Monitoring & Observability for Kubernetes > Prometheus > Using Thanos > High Availability

High Availability

Out of the box Prometheus does not have any concept of high availability or redundancy. Prometheus itself may be a mature and reliable product but not everything is foolproof and you should always plan for when a Kubernetes worker node fails, not if it fails, and therefore we must be able to tolerate a Prometheus Pod restarting from time to time. Before we look at Thanos, lets see how we could tackle this problem with just Kubernetes & Prometheus.

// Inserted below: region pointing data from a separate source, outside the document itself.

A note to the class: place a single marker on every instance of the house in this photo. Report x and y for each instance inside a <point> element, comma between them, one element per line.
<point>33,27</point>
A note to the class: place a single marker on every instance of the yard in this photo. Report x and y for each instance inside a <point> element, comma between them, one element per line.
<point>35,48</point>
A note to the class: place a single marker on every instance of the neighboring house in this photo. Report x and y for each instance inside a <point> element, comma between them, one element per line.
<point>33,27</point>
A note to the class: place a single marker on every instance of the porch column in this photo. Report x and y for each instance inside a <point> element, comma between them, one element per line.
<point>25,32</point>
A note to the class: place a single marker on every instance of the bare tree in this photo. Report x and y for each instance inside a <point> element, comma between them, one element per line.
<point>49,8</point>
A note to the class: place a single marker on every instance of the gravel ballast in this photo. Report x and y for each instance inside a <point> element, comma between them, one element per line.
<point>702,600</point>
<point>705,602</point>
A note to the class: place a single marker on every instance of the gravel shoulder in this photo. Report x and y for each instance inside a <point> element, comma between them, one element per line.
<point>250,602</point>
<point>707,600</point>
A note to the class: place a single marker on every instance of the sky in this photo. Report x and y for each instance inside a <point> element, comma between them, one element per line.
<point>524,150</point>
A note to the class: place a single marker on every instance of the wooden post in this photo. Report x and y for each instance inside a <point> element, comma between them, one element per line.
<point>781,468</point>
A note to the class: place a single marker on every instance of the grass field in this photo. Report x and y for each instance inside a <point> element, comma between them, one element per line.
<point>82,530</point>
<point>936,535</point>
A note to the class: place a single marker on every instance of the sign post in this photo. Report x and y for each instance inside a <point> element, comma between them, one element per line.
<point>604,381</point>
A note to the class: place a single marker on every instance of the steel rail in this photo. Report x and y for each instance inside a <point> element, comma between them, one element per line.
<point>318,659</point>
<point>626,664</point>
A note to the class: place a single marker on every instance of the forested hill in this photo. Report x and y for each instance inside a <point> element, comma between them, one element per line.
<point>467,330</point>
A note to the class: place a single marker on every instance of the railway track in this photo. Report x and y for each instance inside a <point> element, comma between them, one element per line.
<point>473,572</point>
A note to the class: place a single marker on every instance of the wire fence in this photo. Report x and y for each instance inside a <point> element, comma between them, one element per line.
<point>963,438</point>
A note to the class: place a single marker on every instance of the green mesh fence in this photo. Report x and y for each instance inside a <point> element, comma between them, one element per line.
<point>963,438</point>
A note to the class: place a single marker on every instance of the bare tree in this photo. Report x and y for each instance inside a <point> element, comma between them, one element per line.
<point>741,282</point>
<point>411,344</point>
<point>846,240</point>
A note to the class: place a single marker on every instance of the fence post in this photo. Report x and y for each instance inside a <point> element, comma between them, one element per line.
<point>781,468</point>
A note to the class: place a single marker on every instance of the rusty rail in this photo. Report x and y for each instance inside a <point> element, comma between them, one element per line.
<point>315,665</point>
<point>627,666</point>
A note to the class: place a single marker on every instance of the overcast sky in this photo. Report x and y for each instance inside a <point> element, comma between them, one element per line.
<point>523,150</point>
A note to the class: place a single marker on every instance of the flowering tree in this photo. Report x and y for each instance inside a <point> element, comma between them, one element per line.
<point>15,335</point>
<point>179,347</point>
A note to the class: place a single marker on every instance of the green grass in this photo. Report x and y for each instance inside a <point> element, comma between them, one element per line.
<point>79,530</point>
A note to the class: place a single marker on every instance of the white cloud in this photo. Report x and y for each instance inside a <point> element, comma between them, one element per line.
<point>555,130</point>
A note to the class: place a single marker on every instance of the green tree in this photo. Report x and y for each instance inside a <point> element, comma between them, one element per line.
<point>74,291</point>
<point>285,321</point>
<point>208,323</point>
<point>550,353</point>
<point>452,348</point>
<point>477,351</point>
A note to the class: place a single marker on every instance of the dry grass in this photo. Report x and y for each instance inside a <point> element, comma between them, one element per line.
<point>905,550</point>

High Availability with Kubernetes

Earlier in this chapter we used the Prometheus Operator to launch a single instance of Prometheus within Kubernetes. To avoid the scenario of metrics being unavailable, either permanently or for a short duration of time, we can run a second instance of Prometheus. Each instance of Prometheus will run independent of the other, however each still have the same configuration as set by the Prometheus Operator. Essentially, two copies of target metrics will be scraped, as shown below:

Now lets update the previous prometheus.yaml file to support this new architecture. We need to change the replicas from 1 to 2 and then also add a podAntiAffinity to ensure that both instances of Prometheus are running on different Kubernetes worker nodes to ensure we truly benefit from having the additional redundant instance of Prometheus.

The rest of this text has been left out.